Wing has swept LE and straight TE.
Let me know what you think it is!
Pictures at http://www.imagehostplus.com/v2/ag.php?fidQ925&midY6
Professionals make things just good enough so they can get paid on time.
_Amateurs_ make things perfect because they want to.
Are you _sure_ it's professionally built?
It is a SIG Kougar.
That is one of the toughest planes I ever beat to death.
Paul, wanna tell them?
I think I built 21 of the beasts and all but 2 or 3 died from an altitude
of less than 6 feet because I used to abuse them around horribly doing touch
and goes. I was able to get under 300 feet any way you measured it and
ALWAYS below the tree line <g>. Turn left and pull up was my 'takeoff'
technique <G>. Once in a while I would wind up inverted at 5 feet or so and
still pulling, but that was only on exciting go arounds. After the 2nd
bird, I stopped sanding the wing tips and just let the runway do its thing
for me out of laziness. I got so good at building them that I could fly
one Saturday morning the week after killing its predecessor Saturday
morning. You can improve its low speed high wing loaded turns and Dutch
roll by extending the rudder to the end of the elevator. As a pattern
trainer the tail 'hunt ' is its only weakness.

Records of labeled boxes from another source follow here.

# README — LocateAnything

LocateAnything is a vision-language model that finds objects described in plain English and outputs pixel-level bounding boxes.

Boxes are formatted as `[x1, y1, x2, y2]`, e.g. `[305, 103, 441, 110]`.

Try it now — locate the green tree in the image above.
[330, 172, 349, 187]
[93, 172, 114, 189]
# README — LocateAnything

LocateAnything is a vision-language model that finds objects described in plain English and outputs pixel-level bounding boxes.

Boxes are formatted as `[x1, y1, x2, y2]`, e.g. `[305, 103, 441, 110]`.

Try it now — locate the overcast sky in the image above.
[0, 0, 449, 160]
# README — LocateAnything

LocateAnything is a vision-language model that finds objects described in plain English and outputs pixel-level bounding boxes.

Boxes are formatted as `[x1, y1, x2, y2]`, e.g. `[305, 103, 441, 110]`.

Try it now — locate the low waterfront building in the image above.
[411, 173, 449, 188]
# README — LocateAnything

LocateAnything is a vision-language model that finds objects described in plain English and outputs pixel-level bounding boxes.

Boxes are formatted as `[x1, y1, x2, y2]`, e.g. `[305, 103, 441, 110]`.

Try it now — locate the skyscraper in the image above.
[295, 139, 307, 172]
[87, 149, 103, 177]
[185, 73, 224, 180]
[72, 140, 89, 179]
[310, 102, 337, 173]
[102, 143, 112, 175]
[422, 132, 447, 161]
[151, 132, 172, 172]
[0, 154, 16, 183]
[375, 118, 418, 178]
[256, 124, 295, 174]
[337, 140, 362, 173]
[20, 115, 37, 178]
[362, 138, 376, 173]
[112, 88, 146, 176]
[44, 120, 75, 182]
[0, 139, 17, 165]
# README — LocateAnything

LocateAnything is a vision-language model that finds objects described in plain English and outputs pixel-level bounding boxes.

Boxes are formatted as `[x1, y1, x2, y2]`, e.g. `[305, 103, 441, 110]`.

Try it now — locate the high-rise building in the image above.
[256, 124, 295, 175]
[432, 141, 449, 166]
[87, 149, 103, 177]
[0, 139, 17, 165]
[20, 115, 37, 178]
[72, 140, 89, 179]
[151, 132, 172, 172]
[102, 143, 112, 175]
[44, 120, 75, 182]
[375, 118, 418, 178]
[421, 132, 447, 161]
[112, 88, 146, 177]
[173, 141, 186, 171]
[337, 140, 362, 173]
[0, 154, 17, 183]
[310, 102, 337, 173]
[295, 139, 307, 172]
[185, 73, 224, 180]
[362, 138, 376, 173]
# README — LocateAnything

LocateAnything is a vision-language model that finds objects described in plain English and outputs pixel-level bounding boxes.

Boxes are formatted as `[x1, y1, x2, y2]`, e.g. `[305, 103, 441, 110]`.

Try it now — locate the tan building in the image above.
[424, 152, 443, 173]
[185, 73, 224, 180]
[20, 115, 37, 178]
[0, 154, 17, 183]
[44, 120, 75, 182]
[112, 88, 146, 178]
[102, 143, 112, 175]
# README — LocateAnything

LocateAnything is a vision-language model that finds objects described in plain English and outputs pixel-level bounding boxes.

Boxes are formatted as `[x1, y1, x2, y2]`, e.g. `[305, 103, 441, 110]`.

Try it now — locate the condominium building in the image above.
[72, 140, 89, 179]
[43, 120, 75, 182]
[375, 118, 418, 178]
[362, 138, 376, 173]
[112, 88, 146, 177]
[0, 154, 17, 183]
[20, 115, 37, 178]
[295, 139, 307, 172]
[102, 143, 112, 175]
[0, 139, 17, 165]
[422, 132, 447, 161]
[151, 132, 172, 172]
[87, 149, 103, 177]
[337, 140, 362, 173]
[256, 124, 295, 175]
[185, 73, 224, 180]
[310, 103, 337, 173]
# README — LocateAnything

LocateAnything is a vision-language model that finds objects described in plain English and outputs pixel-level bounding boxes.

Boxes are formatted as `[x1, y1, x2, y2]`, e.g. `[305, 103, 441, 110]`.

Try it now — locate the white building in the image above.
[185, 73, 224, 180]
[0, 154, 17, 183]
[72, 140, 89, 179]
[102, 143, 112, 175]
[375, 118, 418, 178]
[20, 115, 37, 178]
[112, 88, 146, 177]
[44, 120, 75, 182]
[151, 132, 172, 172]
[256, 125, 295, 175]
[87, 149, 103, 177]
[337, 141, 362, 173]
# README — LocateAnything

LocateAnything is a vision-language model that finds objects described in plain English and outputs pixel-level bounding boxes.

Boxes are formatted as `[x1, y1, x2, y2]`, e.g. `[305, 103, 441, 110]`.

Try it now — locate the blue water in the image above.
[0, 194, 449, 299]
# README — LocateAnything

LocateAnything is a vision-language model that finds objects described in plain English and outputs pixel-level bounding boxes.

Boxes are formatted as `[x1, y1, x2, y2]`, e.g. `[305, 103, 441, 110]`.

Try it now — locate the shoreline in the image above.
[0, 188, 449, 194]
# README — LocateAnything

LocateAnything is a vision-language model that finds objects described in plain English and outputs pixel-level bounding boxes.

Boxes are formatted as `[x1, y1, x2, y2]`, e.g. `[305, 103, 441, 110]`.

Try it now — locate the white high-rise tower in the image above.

If the whole bird has been glassed I would be astounded if it weighs in much
less than 6 3/4 pounds, but expect it to be about 7 1/2 with the paint.
Check to see if the rudder is straight, because if not I really KNOW that
bird! All but my first two were powered by Saito 50's and my typical all up
weight was about 5 1/2 or 5 5/8 pounds with 1 inch extensions added to the
gear legs for prop clearance (12x6) and NO glass except for the center
I think you are right about being a Kougar, I actually have 2 of the kits
myself. It is just SO well built and painted I did not think an ordinary
human could do it. Wing looks like it came out of a mold, hinges gaps are
zero, and the checkerboard is painted on!
It's ready to fly except having trouble getting the engine to run reliably.
Its an Enya, and the carb seems a little strange. If I cant get it to run
reliably, I'll put in an OS 50 FSR or 46AX
It is a Sig Kougar.
Now why would someone go to so much trouble in making such a beautiful model
and then put an inferior engine in it to power it? They wouldn't. Find out
what is wrong and fix it. OS makes good engines, but Enya makes engines that
are a cut above OS engines.
It would help if you would provide the engine model to us so we can evaluate
it and make the proper recommendations. All Enya engines run great when ran
on the proper fuel and broken-in properly. Some require some special
treatment. We are trying to find out if this is one that requires lots of
castor oil or low nitro in the mix.
Ed's right, Enya's are good engines. I've got a 30+ year old Enya .40 that
I still fly regularly and it's never missed a beat. Tell us what your's is
The air bleed carb throws some people off but it's easy to deal with. At
full throttle adjust the needle valve to peak RPMs then back it off a hair.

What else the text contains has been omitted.